Paris: Avrupa'nın en pahalı metropollerinden biri olan Paris için belediye bülteninde 1,5 euro olarak belirtilen tek bilet toplutaşıma fiyatı doğrudur. Ancak, Ankara Büyükşehir Belediyesi aylık karttan (Carte Orange) bahsetmiyor. Bu kartın kısa ve uzun mesafe ortalama fiyatı 70 euro olup günlüğü 2,3 euroya (3,90YTL) geliyor. Bu rakamla gün içinde sınırsız toplutaşıma aracına binilebiliyor.

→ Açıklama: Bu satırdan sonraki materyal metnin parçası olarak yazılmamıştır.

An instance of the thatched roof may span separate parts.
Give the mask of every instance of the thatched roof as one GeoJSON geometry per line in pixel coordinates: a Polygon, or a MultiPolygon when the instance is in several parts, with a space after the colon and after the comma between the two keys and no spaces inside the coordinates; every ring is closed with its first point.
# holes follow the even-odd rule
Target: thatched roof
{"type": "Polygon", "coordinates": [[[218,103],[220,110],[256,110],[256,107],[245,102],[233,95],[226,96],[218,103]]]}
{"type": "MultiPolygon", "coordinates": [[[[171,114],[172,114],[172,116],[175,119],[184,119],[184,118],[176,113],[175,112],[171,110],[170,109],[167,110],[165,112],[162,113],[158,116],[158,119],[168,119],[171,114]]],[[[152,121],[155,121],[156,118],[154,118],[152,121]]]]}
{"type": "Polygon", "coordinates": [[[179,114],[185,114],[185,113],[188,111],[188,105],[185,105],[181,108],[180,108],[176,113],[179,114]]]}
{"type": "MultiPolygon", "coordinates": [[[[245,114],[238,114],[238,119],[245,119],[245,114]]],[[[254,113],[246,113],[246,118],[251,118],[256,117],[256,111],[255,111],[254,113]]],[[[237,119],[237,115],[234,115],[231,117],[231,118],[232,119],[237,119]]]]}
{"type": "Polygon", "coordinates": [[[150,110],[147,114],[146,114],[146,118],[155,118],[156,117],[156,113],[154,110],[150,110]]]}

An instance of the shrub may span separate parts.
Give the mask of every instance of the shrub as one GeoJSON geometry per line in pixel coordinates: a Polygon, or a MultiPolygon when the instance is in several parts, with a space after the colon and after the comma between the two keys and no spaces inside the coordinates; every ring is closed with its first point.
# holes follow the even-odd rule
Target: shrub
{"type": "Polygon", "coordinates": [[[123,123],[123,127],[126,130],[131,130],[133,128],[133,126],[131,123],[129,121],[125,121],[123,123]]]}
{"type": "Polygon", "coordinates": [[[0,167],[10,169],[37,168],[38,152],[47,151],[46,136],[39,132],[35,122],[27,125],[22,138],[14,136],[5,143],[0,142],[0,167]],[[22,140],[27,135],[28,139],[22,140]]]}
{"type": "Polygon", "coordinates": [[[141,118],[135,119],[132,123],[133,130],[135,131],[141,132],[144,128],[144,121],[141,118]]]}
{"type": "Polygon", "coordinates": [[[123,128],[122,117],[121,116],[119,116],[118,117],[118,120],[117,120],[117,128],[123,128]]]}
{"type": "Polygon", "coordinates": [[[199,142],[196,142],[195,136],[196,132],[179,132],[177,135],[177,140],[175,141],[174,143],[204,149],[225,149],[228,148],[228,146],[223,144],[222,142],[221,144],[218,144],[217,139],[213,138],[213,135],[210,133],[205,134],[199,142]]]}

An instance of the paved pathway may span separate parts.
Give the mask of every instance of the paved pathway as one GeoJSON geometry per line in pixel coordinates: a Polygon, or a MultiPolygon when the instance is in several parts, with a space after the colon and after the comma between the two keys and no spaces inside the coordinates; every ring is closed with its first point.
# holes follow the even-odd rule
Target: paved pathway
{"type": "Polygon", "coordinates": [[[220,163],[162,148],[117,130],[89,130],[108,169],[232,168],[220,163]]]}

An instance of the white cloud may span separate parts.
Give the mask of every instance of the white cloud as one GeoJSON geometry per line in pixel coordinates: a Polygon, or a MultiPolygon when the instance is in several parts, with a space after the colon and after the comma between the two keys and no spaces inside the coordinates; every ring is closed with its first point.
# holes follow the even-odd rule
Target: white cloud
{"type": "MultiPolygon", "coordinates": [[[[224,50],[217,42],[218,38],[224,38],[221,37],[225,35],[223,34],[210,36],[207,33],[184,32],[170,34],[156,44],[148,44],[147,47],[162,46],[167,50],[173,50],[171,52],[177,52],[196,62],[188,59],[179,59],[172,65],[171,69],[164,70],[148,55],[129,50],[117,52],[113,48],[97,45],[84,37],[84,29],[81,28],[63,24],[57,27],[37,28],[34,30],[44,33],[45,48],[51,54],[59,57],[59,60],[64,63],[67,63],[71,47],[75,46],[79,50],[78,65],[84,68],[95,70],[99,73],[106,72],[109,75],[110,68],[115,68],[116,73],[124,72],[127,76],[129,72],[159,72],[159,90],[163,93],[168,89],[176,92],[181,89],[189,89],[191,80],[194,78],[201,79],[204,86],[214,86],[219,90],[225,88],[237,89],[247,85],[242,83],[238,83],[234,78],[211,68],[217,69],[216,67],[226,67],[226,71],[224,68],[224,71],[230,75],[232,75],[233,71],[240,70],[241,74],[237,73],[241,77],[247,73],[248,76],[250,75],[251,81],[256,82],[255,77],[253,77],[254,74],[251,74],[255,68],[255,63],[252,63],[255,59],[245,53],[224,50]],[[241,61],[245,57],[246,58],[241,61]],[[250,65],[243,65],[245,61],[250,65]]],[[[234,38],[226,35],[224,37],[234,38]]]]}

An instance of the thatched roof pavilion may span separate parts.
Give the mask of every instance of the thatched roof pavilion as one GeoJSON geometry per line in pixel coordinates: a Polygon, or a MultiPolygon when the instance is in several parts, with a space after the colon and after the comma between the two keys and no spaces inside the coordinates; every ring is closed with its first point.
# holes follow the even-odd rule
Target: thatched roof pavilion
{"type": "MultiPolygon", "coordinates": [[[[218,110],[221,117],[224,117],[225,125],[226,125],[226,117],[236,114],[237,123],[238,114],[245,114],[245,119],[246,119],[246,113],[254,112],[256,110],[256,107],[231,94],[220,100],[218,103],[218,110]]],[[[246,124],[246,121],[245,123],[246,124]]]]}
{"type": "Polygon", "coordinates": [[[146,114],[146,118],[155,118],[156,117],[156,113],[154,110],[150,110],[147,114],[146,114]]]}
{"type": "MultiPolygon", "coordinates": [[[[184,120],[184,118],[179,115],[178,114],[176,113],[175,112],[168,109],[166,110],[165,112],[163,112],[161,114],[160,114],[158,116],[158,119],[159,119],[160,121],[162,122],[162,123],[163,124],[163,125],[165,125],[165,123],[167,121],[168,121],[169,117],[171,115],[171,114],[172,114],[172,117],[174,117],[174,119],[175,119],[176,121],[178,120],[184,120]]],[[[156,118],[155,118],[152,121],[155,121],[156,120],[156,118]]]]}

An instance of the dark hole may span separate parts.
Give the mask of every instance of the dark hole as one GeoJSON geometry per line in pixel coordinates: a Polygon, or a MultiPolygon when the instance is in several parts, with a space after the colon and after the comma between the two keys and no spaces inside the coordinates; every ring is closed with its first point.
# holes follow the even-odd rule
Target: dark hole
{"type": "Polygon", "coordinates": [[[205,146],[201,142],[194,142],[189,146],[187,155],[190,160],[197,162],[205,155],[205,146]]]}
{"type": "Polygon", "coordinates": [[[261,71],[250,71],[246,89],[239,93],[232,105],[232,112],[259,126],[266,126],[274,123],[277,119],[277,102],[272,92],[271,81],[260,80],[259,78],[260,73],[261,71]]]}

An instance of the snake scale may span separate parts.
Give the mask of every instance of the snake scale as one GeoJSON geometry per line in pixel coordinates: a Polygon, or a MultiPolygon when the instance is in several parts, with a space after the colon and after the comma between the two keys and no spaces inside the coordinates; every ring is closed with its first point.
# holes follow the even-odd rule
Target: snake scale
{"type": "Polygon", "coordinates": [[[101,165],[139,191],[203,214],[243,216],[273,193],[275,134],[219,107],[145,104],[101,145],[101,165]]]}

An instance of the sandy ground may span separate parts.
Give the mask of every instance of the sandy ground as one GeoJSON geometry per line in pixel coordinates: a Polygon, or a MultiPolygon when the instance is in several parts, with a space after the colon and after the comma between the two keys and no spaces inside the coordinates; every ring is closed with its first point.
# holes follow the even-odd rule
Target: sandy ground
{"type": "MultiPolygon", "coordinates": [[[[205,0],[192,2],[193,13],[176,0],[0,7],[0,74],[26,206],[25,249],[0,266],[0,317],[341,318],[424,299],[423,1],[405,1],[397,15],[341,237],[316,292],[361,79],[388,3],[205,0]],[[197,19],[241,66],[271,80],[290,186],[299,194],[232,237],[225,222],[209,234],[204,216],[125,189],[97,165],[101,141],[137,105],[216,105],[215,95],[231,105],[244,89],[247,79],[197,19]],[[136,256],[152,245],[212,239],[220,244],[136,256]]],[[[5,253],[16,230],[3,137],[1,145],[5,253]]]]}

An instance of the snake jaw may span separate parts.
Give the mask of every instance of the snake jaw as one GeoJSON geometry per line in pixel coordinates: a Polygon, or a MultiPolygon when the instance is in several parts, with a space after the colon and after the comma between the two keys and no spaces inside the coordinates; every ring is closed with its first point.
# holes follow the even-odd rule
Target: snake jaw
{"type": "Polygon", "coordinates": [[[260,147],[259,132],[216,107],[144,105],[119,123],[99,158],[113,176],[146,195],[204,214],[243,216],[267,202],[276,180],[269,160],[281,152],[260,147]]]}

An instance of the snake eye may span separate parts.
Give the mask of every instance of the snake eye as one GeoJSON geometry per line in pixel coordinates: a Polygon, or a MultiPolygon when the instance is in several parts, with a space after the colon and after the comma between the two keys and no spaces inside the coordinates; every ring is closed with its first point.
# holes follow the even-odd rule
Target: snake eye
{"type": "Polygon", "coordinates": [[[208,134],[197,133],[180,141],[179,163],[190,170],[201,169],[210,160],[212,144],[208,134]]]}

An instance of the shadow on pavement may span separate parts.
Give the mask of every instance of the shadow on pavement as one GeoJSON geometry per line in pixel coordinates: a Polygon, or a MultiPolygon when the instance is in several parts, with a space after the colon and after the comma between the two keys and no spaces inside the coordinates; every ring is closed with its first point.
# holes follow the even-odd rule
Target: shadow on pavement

Görüldüğü gibi milli gelir olarak ülkemizi beşe katlayan Avrupa ülkelerinde aslında toplutaşıma ücreti fiyatı, uygulanan aylık kart sistemleriyle çok makul düzeylere geliyor. Yıllık kartlarda ise fiyat daha da düşüyor.
Asıl büyük sübvansiyon doğalgaz borcunun affedilmesi
Belediye bülteninde belirtilen ülkelerde merkezi hükümetlerce toplu taşımacılığa çeşitli oranlarda sübvansiyonlar sağlandığı da iddia ediliyor. Bunların doğru olduğunu kabul etsek bile burada doğrudan bilet fiyatı ile ilişkilenen bir sübvansiyon söz konusu olamaz. Bu ülkelerde toplam giderin belli bir oranının karşılanması biçiminde bir uygulama söz konusu... Kaldı ki, AKP iktidarı döneminde Türkiye'de hiçbir belediyeye yapılmayan kıyak bir uygulama yapıldı ve Ankaralıların peşin ödediği, Ancak EGO'nun BOTAŞ'a ödemeyerek nereye harcadığı belli olmayan 1 milyar YTL'ye yakın borç, EGO'nun doğalgaz bölümünün özelleştirilmesi adı altında 5669 sayılı yasayla affedildi. Affedilen borç ile uzun süre Ankaralılara bedava ya da yarı fiyatına toplu taşıma hizmeti verilebilirdi. Asıl büyük sübvansiyon bu değil mi?